An airliner travels at several hundred kilometres per hour; even when landing and flying at its slowest (which it does only for a very short time) it will still be travelling at a considerable speed.
At such speeds, any impact in a crash is likely to be characterised by two things (I've left aside fire, to concentrate on the matter of impact alone):
- a very significant change in velocity (deceleration)
- a release of a great deal of energy
The deceleration of an aircraft in flight that hits something will be tremendous. If you have 30 metres in which to decelerate from (say) 500 km/hr to 0, padding won't make any difference to the bodies being decelerated.
If the padding is resistant enough to prevent an object experiencing such a deceleration from simply continuing on its way and smashing through everything in its path, then the padding may as well be a block of concrete for all the softness it could offer.

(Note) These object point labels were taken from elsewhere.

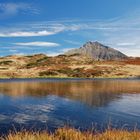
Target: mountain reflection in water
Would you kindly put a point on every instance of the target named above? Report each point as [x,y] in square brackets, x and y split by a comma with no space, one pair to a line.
[93,93]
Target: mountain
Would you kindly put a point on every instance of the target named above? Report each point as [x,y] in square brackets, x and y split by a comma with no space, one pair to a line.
[97,51]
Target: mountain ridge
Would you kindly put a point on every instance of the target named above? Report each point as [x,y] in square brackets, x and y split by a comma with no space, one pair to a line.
[97,51]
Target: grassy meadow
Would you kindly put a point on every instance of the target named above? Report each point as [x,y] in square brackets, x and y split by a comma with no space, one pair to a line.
[72,134]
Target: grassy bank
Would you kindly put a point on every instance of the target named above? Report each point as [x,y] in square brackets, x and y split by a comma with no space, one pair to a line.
[72,134]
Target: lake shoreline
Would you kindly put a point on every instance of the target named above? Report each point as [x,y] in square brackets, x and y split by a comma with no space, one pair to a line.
[73,134]
[67,78]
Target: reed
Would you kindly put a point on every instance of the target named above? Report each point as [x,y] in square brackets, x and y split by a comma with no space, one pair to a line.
[72,134]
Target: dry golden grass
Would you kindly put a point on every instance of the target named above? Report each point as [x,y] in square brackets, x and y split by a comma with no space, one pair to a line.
[72,134]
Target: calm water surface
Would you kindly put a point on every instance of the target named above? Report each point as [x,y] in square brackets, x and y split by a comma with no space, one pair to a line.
[52,103]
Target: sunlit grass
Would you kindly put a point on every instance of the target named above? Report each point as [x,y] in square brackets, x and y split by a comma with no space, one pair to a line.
[72,134]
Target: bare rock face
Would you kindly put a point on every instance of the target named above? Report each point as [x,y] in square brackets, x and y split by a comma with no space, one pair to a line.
[97,51]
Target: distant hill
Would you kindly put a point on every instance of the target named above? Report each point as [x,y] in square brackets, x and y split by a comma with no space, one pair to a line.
[97,51]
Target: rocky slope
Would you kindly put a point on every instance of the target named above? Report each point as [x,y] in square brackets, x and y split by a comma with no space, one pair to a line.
[80,63]
[97,51]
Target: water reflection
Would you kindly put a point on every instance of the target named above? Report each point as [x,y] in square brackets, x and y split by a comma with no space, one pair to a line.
[51,104]
[93,93]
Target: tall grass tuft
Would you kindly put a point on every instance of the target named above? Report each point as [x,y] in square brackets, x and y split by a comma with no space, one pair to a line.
[72,134]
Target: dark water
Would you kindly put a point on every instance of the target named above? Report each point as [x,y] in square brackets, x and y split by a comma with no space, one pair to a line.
[49,104]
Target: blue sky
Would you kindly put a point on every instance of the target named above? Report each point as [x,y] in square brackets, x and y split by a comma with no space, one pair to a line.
[55,26]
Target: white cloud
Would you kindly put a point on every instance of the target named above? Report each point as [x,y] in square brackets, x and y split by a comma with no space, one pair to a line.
[28,34]
[126,44]
[41,44]
[12,9]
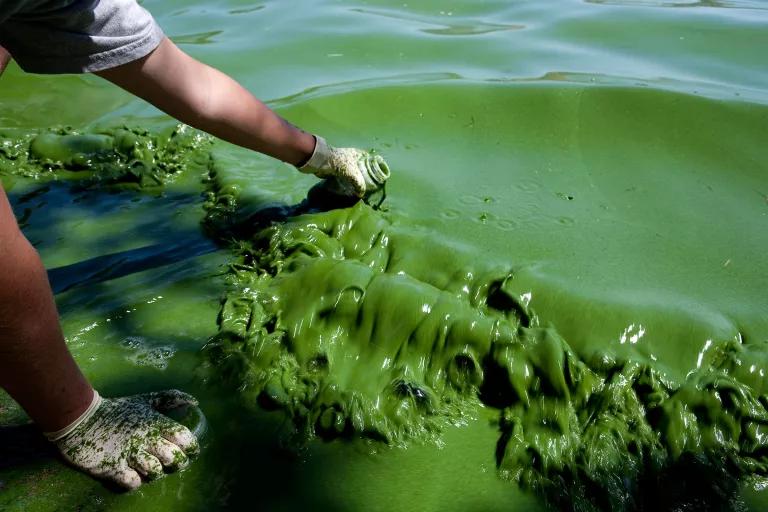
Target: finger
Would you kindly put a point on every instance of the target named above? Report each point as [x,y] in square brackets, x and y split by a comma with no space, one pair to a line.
[183,438]
[124,477]
[169,399]
[171,456]
[147,465]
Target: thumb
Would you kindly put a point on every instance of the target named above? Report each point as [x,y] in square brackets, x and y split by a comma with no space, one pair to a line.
[169,399]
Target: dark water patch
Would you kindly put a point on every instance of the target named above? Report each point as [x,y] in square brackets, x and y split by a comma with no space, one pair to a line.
[357,324]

On the other hand, if the padding not so hard as to smash the bodies that crash into it into pieces, then they will go straight through it and smash themselves to bits on the first harder thing they encounter.
In fact, at such decelerations, not only is there no middle way between too hard and too soft, any padding aiming for the middle ground would be simultaneously too hard (it would certainly cause catastrophic injuries to the bodies encountering it) and too soft (it wouldn't prevent them smashing into other objects).
Then, an impact of the kind you describe releases a huge amount of energy. The things involved in such impacts aren't so much as damaged as cease to exist. Everything stops being what it was. You might as well wish for padding to protect you when you're on the inside of an exploding bomb.
Perhaps you were referring to lesser impacts that would be survivable with some protection, which is reasonable. Indeed, an aircraft can readily survive turbulence that breaks the bones and heads of passengers not wearing seatbelts.
But in this case, the idea sadly fails as not very practical.
- How much damage would 300 or so exploding gel pods, or airbags, do to passengers? Once again, that's a release of quite a lot of energy.
- How much damage would they prevent, compared to say, just wearing seatbelts?
- How much would they interfere with the subsequent evacuation?
They simply wouldn't procure any advantage, or at least, only at the cost of a much greater disadvantage.